Most of Europe has been brutally winded by the energy shortage currently plaguing the continent.
Sanctions on Russian oil and gas following the Kremlin’s invasion of Ukraine have brought a number of long standing issues – such as underinvestment and low storage – to the fore.
From Italy to Iceland, governments are working to secure energy supplies and to soften the blow of mounting bills on households.
And while a lack of energy and rising costs is a continent wide problem, it is something the UK has been particularly susceptible to, and bills have soared ahead of comparable countries in Europe.
Just a couple of days into the job, Prime Minister Liz Truss was forced to step in, announcing a £2,500 a year cap on bills for the next two years.
On the whole the intervention was welcomed with open arms, but recent months have caused people in the UK to question why they are paying more than their closest neighbours.
Exposure to gas
“History is a good guide for the future here,” said Professor Paul de Leeuw, director of the energy transition institute at Robert Gordon University.
“Over the last few decades, the UK has been relying more heavily on natural gas for heating and electricity generation than its European neighbours.
“Currently over 44% of all the electricity in the UK is generated by gas-fired power stations.
“This compares to around 22% across the EU, where nuclear and renewables play a bigger part in the generation mix.”
In the last year the wholesale price of gas has skyrocketed by more than 400%, driven by less supply from Russia, more demand from Asia, and low wind speeds.
The UK’s high dependency on the fuel means it has felt the sharp edge of this shortage, and a lack of options for storing the fuel has made the crisis even worse.
Professor de Leeuw said: “Compared to our European neighbours, the UK has very limited gas storage capacity (up to 5 days versus up to 90 days in Germany).
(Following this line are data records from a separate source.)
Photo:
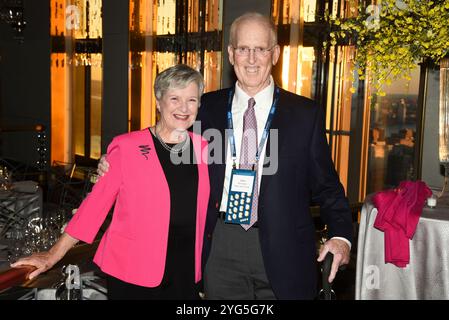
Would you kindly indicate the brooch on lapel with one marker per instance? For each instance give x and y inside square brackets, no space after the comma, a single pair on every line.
[145,149]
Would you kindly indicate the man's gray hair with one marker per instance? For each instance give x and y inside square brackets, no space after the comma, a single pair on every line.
[178,76]
[254,16]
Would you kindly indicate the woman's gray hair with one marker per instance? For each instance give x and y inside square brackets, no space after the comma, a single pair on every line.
[252,16]
[178,76]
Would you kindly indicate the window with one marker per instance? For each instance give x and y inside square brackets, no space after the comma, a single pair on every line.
[76,80]
[164,33]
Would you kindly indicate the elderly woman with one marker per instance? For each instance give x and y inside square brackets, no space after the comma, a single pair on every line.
[152,248]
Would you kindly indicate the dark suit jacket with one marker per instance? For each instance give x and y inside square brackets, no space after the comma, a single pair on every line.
[305,175]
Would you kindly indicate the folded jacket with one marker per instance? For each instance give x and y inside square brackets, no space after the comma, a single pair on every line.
[398,215]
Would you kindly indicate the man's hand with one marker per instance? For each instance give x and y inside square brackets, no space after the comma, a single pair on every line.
[103,166]
[340,250]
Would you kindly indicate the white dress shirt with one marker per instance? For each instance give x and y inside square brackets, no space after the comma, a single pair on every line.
[264,100]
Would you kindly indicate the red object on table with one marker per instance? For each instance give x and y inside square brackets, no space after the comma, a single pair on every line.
[15,277]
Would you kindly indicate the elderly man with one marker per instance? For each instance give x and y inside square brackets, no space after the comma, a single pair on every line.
[274,255]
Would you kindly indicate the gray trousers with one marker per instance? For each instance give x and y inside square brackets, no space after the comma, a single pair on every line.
[235,269]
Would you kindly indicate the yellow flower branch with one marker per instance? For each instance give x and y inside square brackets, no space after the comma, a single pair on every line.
[393,36]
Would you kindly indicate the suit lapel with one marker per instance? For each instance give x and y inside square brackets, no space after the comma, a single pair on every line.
[280,118]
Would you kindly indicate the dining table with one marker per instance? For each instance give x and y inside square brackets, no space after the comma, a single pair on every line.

“This makes the UK more dependent on accessing gas in the short-term markets and therefore more exposed to price volatility.”
It is an issue Westminster is trying to address, and Centrica is close to reopening the North Sea Rough gas storage field, which shut in 2017.
If everything goes to plan, fuel could start to flow into the facility imminently, providing a welcome buffer as winter creeps nearer.
Storage is just one piece of the puzzle though, and Professor de Leeuw believes “fundamental market reform” is needed to bring down electricity prices in the long run.
In recent years the UK has consistently multiplied its renewables sources, but a flaw means low cost renewable energy isn’t as cheap as it should be.
Professor de Leeuw said: “UK electricity prices are determined – every 30 minutes – by the cost of the last unit of energy acquired to meet the UK’s electricity demand and the electricity required to balance the grid.
“Most of the time, the marginal electricity required is generated by using gas-fired power stations.
“This means lower-cost renewable energy is sold at the same price as more expensive fossil fuel-generated electricity. It also directly links the cost of electricity in the UK to the rocketing and often highly volatile spot market for gas, which has a disproportionate impact on UK electricity prices.”
Ms Truss has already pledged to decouple the price of green energy from gas by bringing renewable projects that went live before 2015 onto Contracts for Difference (CfD).
The long-term deals guarantee developers a fixed price for their power; if the market rate drops below that level, the government will cover the difference, and vice versa.
Professor de Leeuw said: “By decoupling electricity prices from gas prices, the UK will be able to price electricity closer to the actual costs of electricity generation.
“Inevitably this will be a complex and time-consuming process, but the prize for the consumer will be lower and more predictable utility bills.
“This will be a smarter, cheaper and greener way to manage the cap in the long term and should be a ‘win-win’ for all.”